First, a preliminary calibration was done, then the in-game characters are calibrated so that their markers match the markers of the actors. Then the game characters inside our game scenes are put onto the 3D model. Of course, everything was unrealistic and without textures, but it is still more convenient to work directly with our character than with an abstract dummy.
In addition to the actors, we had a director on the set who has a general vision of the scenes with a list of animations in his head, and an animator who understands how to work with the finished material. Everyone worked together to help with props, placement, etc. We would say that this is the minimum required to make our setup work, along with some of the studio's staff who were responsible for filming.
Mistakes and advice
Large studios shoot everything: facial expressions, eye movements, lip movement and lip-synching, and sometimes even finger movements.
With that level of performance capture your actors need to play full-fledged roles like in a movie, but we didn't have this level of fidelity. Facial expressions would be hand-animated, and the voice track was recorded separately in a studio.
The end result is not perfect, but it is good enough to provide our animators with good references and achieve a better scene as a result.
As newbies to all this, we made many mistakes that will be useful to know about those who follow in our footsteps.
Study all possible materials on the topic in as much detail as possible to become experienced yourself. Do not rely on the knowledge and experience of other people entirely, because your project can be unique in many ways.
Prepare detailed storyboards and animation lists for everyone to see. Don’t keep ANYTHING about the capture session in your head.
Strictly observe the nomenclature of files: names, dates, folders and files must be sorted like you are in a laboratory and keep all files on the corporate disk space in the cloud. It will save days or weeks of work later!
It is better to use the model of the character for which you are shooting animations. Repositioning the model takes time, and sometimes it seems that it is more convenient to shoot everything in one. Still, if some confusion and the nomenclature of files are not in order, it will be almost impossible to figure it out.
All props should be matte; otherwise, cameras will perceive glare as additional markers. Even rings and earrings can work so, so don’t forget to take them off before shooting.

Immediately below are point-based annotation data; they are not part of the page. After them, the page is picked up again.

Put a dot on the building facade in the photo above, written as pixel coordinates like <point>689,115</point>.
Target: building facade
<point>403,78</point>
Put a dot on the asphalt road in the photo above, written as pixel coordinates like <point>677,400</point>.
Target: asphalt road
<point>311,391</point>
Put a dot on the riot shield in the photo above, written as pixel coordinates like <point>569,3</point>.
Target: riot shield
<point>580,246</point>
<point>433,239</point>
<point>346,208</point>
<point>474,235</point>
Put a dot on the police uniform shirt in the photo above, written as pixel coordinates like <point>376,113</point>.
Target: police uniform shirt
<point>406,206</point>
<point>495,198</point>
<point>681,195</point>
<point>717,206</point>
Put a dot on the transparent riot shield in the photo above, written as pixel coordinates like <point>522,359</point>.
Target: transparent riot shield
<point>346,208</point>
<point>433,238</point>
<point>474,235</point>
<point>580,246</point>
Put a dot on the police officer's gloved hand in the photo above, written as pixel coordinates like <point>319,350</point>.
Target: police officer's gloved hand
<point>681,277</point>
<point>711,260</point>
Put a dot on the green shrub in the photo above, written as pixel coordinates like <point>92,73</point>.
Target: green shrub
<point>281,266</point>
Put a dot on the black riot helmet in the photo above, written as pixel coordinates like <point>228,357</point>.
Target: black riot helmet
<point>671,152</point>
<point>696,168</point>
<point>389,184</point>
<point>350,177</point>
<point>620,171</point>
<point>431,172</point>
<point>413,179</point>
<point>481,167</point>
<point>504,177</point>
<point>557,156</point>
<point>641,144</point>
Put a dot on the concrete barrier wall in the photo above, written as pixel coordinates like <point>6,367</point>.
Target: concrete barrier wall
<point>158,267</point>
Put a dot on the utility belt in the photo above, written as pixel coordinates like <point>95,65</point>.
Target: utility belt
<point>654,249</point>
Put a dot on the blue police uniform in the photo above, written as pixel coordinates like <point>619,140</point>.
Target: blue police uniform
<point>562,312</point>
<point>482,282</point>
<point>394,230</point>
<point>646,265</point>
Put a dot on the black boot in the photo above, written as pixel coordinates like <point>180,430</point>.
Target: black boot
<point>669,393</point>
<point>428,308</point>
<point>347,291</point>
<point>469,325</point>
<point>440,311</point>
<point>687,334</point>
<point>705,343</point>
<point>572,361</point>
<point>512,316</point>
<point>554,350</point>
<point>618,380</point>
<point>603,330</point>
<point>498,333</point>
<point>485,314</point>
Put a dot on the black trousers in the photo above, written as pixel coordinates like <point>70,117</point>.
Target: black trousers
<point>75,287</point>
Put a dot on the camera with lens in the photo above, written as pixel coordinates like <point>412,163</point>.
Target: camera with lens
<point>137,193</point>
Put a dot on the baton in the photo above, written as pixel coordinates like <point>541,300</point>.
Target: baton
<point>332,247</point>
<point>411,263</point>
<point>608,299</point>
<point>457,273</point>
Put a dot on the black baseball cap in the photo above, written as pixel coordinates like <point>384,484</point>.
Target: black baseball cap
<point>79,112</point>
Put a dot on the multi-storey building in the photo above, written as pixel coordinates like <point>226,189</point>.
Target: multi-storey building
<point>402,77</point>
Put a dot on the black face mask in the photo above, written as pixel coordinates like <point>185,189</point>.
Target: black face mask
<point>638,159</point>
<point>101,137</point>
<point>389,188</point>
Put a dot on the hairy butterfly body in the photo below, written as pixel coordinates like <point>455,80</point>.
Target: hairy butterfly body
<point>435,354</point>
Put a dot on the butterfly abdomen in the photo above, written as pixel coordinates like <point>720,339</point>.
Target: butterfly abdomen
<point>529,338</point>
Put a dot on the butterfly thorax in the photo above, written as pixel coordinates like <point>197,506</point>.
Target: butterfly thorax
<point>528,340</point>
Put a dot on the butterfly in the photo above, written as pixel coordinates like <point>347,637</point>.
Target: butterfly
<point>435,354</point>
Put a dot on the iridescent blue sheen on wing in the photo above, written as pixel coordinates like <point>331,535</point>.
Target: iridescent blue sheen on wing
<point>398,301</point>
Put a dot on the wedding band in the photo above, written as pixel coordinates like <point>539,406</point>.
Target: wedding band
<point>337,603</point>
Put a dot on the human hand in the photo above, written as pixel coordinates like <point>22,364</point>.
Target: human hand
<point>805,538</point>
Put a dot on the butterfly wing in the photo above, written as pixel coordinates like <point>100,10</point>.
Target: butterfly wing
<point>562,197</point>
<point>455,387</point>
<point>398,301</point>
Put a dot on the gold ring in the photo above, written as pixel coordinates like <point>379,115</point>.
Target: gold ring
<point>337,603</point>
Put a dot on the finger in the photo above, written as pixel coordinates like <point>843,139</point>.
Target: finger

Use as many props as possible, it is more convenient for the actors to work, and the final result will be much better.
Use floor markings, try to make them on the same scale as in game locations and make sure the actors follow them.
As a result of the shooting, a particular pipeline is formed: the studio gives the files with the materials, the animators watch them, choose the most successful ones, transfer the characters to the game and start polishing. Without it, animations look flat and lifeless. Finishing takes a lot of time and the final result may differ from the preliminary one quite a lot.
Not so long ago, we allowed players to play an early version of the game, and there you can see what the animation is in the intermediate stage before the final polish. You will have a chance to see how significantly better they will look in the release version. Take a look at this playthrough of Light at the End’s first level before polishing.
What were the other advantages are there in this activity? It's fun! Yes, the actions often have to be repeated 30 times and it is hot in the studio. You have to run a lot, move the props, and in the evening it feels like you spent the day unloading the truck. But in the process is exciting and ideas are often born that could only appear on the site. Perhaps your actor will decide to replay the scene in their own unique way or someone will make a joke or a unique gesture, and the result is not what we thought of initially.
Once, we had a funny scene where our actor playing Emily pretended to be a robot, saying "kill all people", and shooting Matthew with her finger. It turned out great, and found a place for this scene in the game, although we did not initially plan it, and there are many such examples.